Comment préparer donc les jeunes Algériens aux défis de l’IA, si on ne les rend pas compatibles avec l’intelligence artificielle, si on n’investit pas dans un projet sérieux de câblage des établissements scolaires pour la mise en réseau, afin de généraliser internet et le WiFi dans les classes. Le véritable défi du numérique et de l’intelligence artificielle est une affaire d’éducation, en un mot, d’école. Singapour que l’Algérie surclassait économiquement, jadis, a augmenté le quotient intellectuel moyen de la population par les méthodes scolaires adaptées et une volonté de s’accrocher aux mutations de la nouvelle industrie. Elle est aujourd’hui un modèle du genre. Les Algériens sont-ils moins doués ? Outre le câblage des établissements scolaires et la généralisation d’internet, il faut donc mettre l’accent sur le développement du raisonnement logique et mathématique à l’école, une nécessité pour construire les acteurs de l’intelligence artificielle. L’argent est le nerf de la guerre, mais la volonté politique l’est tout autant. Donc, pour changer les perspectives économiques, il faut commencer par changer la ventilation du budget par ministère. 
L’Agence nationale de la promotion des parcs technologiques (ANTP), créée en 2004, mais sans le budget nécessaire pour travailler et engager des projets de fond, rencontrera toutes les difficultés du monde à atteindre les objectifs fixés. Pour protéger les données, il était question d’installer un cluster, un ensemble de serveurs sur un réseau interne, un projet qui a éprouvé toutes les peines du monde à exister. Ce projet avance-t-il vraiment ? Cette même agence essaie d’encourager les startup, mais elle est confrontée non seulement au manque d’argent, mais aussi à l’absence d’une politique volontariste qui accepte l’intrusion politique du numérique dans le fonctionnement du pays. Car le numérique est un écosystème façonnant et façonné. 

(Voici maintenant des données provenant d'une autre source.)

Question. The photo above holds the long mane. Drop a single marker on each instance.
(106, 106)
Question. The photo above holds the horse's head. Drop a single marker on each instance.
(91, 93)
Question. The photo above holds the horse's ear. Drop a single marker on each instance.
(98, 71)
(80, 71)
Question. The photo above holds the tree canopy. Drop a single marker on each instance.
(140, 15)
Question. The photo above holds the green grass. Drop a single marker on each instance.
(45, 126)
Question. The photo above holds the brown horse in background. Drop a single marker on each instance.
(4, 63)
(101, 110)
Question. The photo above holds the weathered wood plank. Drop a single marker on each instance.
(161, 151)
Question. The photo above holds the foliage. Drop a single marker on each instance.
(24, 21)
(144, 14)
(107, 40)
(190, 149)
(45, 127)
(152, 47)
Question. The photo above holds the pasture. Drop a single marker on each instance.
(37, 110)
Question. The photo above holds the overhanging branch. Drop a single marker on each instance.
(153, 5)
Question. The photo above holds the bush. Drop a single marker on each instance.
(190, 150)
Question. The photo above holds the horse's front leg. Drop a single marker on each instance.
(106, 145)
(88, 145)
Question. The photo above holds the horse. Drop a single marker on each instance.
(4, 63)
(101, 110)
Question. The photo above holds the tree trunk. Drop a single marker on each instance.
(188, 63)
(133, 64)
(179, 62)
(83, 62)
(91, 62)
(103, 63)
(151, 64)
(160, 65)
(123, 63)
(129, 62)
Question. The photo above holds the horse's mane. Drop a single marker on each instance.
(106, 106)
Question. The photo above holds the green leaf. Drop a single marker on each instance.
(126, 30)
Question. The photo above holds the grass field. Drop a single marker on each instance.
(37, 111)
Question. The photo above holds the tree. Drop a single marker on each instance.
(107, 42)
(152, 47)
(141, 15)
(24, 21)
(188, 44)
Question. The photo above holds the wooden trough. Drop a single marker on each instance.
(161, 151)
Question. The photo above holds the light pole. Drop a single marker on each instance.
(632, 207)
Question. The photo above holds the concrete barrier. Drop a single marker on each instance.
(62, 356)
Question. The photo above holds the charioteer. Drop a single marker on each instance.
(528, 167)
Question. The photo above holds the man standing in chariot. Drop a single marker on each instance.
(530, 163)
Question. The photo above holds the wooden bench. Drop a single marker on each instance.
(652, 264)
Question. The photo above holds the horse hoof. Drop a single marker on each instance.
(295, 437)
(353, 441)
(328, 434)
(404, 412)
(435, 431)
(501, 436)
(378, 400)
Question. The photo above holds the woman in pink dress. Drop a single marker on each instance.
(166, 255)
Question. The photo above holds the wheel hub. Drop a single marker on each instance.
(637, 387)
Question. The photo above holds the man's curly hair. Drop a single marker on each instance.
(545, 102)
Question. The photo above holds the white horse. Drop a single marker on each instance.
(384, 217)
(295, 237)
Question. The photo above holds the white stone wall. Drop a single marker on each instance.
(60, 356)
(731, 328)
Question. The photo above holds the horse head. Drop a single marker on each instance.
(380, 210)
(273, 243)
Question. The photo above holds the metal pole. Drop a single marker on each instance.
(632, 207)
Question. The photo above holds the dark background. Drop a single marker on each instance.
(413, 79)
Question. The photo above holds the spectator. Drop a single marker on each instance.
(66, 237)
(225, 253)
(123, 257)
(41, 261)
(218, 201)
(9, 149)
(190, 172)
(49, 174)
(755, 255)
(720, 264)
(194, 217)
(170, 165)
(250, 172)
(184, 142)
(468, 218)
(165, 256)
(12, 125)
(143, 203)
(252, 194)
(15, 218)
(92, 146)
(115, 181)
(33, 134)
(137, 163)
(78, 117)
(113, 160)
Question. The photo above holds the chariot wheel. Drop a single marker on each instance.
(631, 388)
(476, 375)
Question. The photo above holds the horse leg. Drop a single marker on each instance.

Des chiffres qui montrent à quel point les décideurs politiques algériens n’ont pas pris conscience de l’enjeu de la technologie nouvelle. Dans les trois pays du Maghreb, l’Algérie est en dernière position en termes de pénétration d’internet puisque son taux est estimé à moins de 50% la population, alors qu’au Maroc il est de 63% et en Tunisie de 68%. L’Algérie est encore dans un débat ancien et éculé entre la 3G et la 4G, un problème qui a du mal à trouver une solution, alors qu’on va passer à la 5G qui nous transportera dans un autre univers. 
Le monde bouge à une vitesse vertigineuse. Nous avons vu qu’en à peine vingt ans, l’IA a changé le visage de l’organisation des sociétés. Dans les cinquante prochaines années, la vie des gens connaîtra un changement plus important que les trois millénaires passés. Si rien n’est fait, les pays comme l’Algérie seront totalement lâchés et cela sera sans commune mesure avec le retard pris dans le domaine de l’industrialisation classique. Alors, il appartient donc aux décideurs politiques de prendre conscience de ce défi majeur à relever, en construisant de vrais projets d’innovation, en partant de l’école.